When I arrived in the morning, Bob Olson was hard at work unloading rails we got from Chicago Heights in a special deal of some sort. These will be used on the main line and in yard 15. If you look closely, you can see him running the big forklift.
The major remaining part of the 36's vestibule that needed preparation was the inside of the train door. I removed the hardware for cleaning with a putty knife and wire brush. If Bill Wulfert were helping me, these would probably get done better, but they're just going to be painted again, so this is good enough.
With the hardware in place, the yet-to-be-painted door looks like this.
"Palimpsest" is a Greek word: "palin" means again and "psestos" means scraped or sanded. In ancient times, parchment was valuable, and old documents would sometimes be reused by sanding or scraping off the original writing and relettering it. Unfortunately, valuable writing, such as a lost play of Aeschylus, might be replaced by something of much less interest. So scholars can have years of fun trying to decipher the original writing on a palimpsest.
Having said that, I have a palimpsest door for you right here. There's no real doubt as to what the original writing said, but it's nice to have it show up clearly. The car number at the top of the door is exactly the same for both the black and the earlier gold lettering:
But the warning message down the side is located differently.

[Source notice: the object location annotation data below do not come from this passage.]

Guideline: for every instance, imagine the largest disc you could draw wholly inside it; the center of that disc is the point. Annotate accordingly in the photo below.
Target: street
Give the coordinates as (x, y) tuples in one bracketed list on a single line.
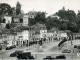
[(47, 48)]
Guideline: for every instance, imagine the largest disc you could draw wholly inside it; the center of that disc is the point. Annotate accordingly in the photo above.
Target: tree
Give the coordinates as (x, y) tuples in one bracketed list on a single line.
[(18, 8), (5, 9), (31, 21), (67, 14), (73, 26), (64, 26), (40, 17), (8, 26)]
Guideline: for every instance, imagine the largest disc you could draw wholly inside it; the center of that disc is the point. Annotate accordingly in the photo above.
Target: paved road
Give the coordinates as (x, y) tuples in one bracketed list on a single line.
[(47, 47)]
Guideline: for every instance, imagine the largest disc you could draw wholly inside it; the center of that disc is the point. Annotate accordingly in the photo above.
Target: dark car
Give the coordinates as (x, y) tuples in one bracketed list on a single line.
[(10, 47), (66, 51), (78, 47), (61, 57), (15, 54), (75, 46), (25, 55), (48, 58)]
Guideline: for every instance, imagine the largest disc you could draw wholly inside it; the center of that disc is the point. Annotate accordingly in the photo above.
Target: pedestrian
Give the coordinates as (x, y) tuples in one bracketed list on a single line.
[(71, 43)]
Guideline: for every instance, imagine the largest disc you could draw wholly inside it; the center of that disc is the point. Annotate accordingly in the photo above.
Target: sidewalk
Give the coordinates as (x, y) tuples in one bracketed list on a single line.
[(50, 45)]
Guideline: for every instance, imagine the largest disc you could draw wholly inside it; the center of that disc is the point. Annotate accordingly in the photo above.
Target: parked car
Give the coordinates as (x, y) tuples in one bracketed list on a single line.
[(66, 51), (49, 58), (78, 47), (10, 47), (61, 57), (75, 46), (15, 54), (25, 55)]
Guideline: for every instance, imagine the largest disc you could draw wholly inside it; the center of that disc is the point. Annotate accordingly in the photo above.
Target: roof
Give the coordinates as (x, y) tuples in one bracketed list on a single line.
[(39, 25), (54, 29), (32, 12), (18, 16), (67, 31)]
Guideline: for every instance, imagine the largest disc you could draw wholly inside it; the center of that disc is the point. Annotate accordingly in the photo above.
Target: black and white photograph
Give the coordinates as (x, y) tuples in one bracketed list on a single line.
[(39, 29)]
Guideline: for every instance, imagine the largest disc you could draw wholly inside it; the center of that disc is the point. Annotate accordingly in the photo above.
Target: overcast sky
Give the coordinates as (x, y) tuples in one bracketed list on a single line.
[(50, 6)]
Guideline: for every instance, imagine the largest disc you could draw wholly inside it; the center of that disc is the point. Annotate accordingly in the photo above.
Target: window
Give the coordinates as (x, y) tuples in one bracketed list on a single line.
[(4, 20), (21, 20)]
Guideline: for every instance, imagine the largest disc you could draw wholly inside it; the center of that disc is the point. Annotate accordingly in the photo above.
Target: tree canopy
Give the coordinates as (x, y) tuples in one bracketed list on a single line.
[(5, 9)]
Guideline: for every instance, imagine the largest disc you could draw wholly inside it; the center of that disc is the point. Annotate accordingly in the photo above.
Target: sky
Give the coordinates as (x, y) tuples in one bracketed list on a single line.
[(50, 6)]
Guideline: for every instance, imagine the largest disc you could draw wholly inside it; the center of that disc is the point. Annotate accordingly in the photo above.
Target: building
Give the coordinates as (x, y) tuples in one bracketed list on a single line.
[(6, 19), (61, 35), (22, 37), (40, 29), (20, 20), (76, 36), (32, 14), (55, 16)]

In the first picture, after just a little sanding, the gold lettering can barely be seen:
But after more sanding, it's clear enough to trace. Now if anybody has some old parchments lying around, I'm ready to start working my magic on them.
When the 319 was painted back in 2010, there was some red overspray on one of the train door windows, as perhaps you can see here, although photography is difficult. Not a major problem, but just enough to be irritating. None of the other windows on the car had this problem.
So I brought out some chemical stripper, and after a little work, it's gone.
Back in the 36, the train door and a few other areas in the vestibule were painted with primer. Everything except the floor now has primer, and next time it will all be painted blue. All that's left is lettering, and the car will be ready for revenue service this year.
Let's visit the 24 while Tim is busy back in the shop.
Under one of the long "bowling alley" seats, we see the triple valve, and also a Van Dorn link.
The interior is a very fancy design, but especially for a rapid transit car these bulbs sticking out of the ceiling and the many straps hanging from a slender wooden rod are just asking for trouble, it would seem to me. Trainmen will have to watch the passengers closely.
Looking in through the doorway at the small motorman's cab.
And through a window in the bulkhead at the large motorman's cab.
John Arroyo is working hard on the Electroliner. New window sills are being made and fitted.
And the window frames are being repaired and refinished. It'll be beautiful.
Speaking of ancient parchment, that's what these fragile old blueprints from the Dayton trolleybus system look like. Rich Schauer was carefully laying them out, hoping we can decode some useful information from them. Good luck!
And after the primer was dry, or at least tack-free, I did some more second finish blue in the vestibule. These vestibules are tiny, so photography is difficult, and you will have to see it for yourself.
Finally, the east wall of Barn 9 is complete, and the contractor is working on the south end.